Sepekan ini, ada banyak kabar duka yang terdengar dari tanah air: dari kecelakaan kendaraan para pemudik, tabrakan kereta dengan bis, dan terakhir yang menghentak, kabar berpulangnya Bapak L.E. Manuhua. Mendiang tidak mengenal saya, tapi kepadanya kekaguman dan penghormatan saya tidak pernah luluh.
Kemarin, saya membaca berita kematian Copito de Nieve, gorila albino dari kebun binatang Barcelona yang sekaligus menjadi salah satu ikon kota di Spanyol itu. Di bulan Maret 1993, saya menulis cerita ringan di Rubrik Iptek Harian Pedoman Rakyat tentang Copito, Gorila Putih dari Barcelona ini -- yang membuat M. Hasymi meledek saya sebagai "pengamat binatang langka". Di "zaman teramat susah" itu tulisan tentang Copito ini, salah satu yang membuat saya tetap bisa memelihara napas di kota Makassar, lewat honorarium yang tidak seberapa, yang disodorkan Cindy -- putri Pak Manuhua -- dengan ekspresi khasnya, di lantai dua gedung Pedoman Rakyat di setiap penghujung bulan.

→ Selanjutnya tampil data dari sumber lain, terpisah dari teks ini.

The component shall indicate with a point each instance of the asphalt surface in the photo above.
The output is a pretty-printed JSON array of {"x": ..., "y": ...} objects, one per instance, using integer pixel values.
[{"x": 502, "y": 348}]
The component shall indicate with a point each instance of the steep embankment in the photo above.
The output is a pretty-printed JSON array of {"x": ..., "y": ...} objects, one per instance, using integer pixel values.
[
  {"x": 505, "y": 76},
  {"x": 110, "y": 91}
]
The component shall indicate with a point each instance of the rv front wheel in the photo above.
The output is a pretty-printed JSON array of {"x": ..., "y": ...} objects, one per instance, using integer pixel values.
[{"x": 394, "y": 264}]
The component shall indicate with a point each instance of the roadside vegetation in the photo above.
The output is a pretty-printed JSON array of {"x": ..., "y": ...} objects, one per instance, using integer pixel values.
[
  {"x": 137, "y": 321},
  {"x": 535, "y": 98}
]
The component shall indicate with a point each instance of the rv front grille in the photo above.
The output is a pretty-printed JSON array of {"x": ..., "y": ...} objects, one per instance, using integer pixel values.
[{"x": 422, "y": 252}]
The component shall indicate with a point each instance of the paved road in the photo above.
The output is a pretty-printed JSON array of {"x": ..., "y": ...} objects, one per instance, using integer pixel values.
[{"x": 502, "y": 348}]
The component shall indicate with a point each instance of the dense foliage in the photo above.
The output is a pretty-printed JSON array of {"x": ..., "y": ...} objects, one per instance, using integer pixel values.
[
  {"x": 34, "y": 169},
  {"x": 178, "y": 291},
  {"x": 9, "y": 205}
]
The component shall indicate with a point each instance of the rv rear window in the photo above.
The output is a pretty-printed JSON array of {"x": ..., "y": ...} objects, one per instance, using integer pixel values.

Di Pedoman Rakyat, koran yang dibangun Pak Manuhua, saya memulai menjejakkan kaki di dunia tulis-menulis. Di sana pula ada Pak Dahlan Abubakar, orang baik yang menjadikan saya seorang wartawan.
Saya mendengar kabar meninggalnya Pak Manuhua sehari setelah Idul Fitri yang sunyi. Saya tengah menikmati lagu-lagu klasik dari compact-disc sisipan koran akhir pekan di Lewisham, yang akhirnya menjadi kidung pengantar kesedihan saya. Dan ini tentu bukan kesedihan saya sendiri.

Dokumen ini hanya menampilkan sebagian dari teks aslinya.